Si la force d’une influence se mesure à son degré de rémanence, en l’œuvre durassienne, la présence de créateurs et de créatrices venus d’outre-Atlantique ou d’outre-Manche devient décelable pour celle ou celui qui s’attarde sur la page écrite, car ils ont fait trace soit explicitement, soit indirectement dans le texte de l’autrice française. Ernest Hemingway, Henry James, Nathaniel Hawthorne, Herman Melville, Charles Laughton, Charlie Chaplin, Woody Allen, Elia Kazan, Emily Dickinson, Emily Brontë, John Whistler, Joseph Conrad, Virginia Woolf, pour n’en citer que quelques-uns, ont ainsi traversé le corpus romanesque ou filmique de l’écrivaine sans être nécessairement nommés ou rendus particulièrement perceptibles ; pourtant, à la façon de ces personnages fantômes chers à Henry James, ils habitent son œuvre de l’intérieur. C’est donc à juste titre qu’Yves Clavaron, dans son étude comparée d’E. M. Foster et de Marguerite Duras peut déclarer :
Marguerite Duras maîtrise bien l’anglais. […] Elle s’intéresse beaucoup à la littérature anglo-saxonne, comme en témoignent ses adaptations de nouvelles de Henry James ou, plus simplement, l’onomastique à consonance anglaise retenue pour certains lieux et personnages essentiels de son œuvre1.
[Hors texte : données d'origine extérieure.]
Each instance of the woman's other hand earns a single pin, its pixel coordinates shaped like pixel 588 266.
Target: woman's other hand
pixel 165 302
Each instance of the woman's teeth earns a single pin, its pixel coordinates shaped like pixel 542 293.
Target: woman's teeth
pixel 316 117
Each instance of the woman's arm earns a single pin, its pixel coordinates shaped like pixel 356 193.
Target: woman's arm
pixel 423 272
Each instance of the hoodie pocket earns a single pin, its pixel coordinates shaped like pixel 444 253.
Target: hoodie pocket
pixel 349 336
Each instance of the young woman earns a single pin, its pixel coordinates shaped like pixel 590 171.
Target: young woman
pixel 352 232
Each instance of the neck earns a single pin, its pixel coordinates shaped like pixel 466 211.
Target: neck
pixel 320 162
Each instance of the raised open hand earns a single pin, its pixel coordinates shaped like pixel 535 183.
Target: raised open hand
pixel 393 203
S’il y a, certes, des œuvres dont le titre est « à consonance anglaise » comme Outside, Yes peut-être, Savannah Bay, Le Navire Night, des lieux évoquant le monde anglo-saxon, ainsi U. Bridge et T. Beach, des personnages désignés par un terme anglais, le Captain ou encore les « brothers and sisters » de La Pluie d’été, des patronymes anglophones, tels Michael Richardson, Jacques Hold, George Crawn, des phrases anglaises côtoyant la prose française, cet ensemble ne constitue toutefois que « l’outside » de l’univers durassien, celui qui saute aux yeux des lectrices et des lecteurs. Mais de façon plus intériorisée encore, plus insidieuse aussi, « l’inside » de la prose durassienne est profondément marqué et modifié par la syntaxe anglaise dont certaines structures ont été adoptées par l’autrice, enfin des références littéraires ou cinématographiques venant de l’autre bord de la mer ont pénétré en profondeur les œuvres durassiennes. C’est du reste à cet « inside », véritable métissage linguistique et culturel avec le monde anglo-saxon, que trois études sont dédiées.
Dans « “Les bruits de ce bal sont arrivés à New York” », Anne Rouffanche proposera une typologie précise de la présence du monde anglo-saxon dans l’œuvre de Marguerite Duras.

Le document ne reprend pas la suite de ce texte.